The thief on the cross was a follower of Barabbas. Barabbas was a thief in the hills around Jerusalem. There were a number of these fellows with their bands of followers. What is interesting is that some of these leaders claimed to be the expected Messiah, and some of their followers believed them to be just that. With that in mind, IF the thief on the cross had been looking for the Messiah and suddenly realized he had followed the wrong one, then you don't have a 'last minute conversion' in the sense that is being talked about here, but you have a searcher who finally found what he was searching for at the last minute.
I have a feeling that many 'last minute' or deathbed conversions run along this line. My dad's did. He had been searching for the truth his whole life and taught us to do the same. But it was not until he was dying -- about a couple of months before -- that he asked me, finally, about my faith. I told him my story. He patted me on the knee and said, "Well, you're one kid I won't have to worry about."
He got sicker and sicker. Sometime during that last two months of his life, the Lord showed Dad that HE is the way, the truth and the life. My Dad fully embraced that and died full of joy.
But I have serious reservations that a person who has been preferring the lie his or her whole life is going to make a last minute switch.
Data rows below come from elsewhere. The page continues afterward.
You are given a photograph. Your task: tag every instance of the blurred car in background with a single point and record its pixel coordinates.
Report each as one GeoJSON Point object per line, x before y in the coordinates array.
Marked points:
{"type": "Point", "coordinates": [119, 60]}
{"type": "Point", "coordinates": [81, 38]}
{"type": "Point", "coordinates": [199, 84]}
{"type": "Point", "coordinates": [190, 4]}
They get hardened, the Bible tells us....
There are some dearly loved and departed relatives I pray were not too hardened before death, but I come from a long line of non-Christians, and I am only one of two in my generation of siblings and cousins, I think, who has become a follower of Christ.
But if a person truly has wanted to know the truth and kept searching for it and following what he knows of it, the the Father will lead that person to Christ, and Christ will not turn him or her away -- no matter what time of life the conversion comes.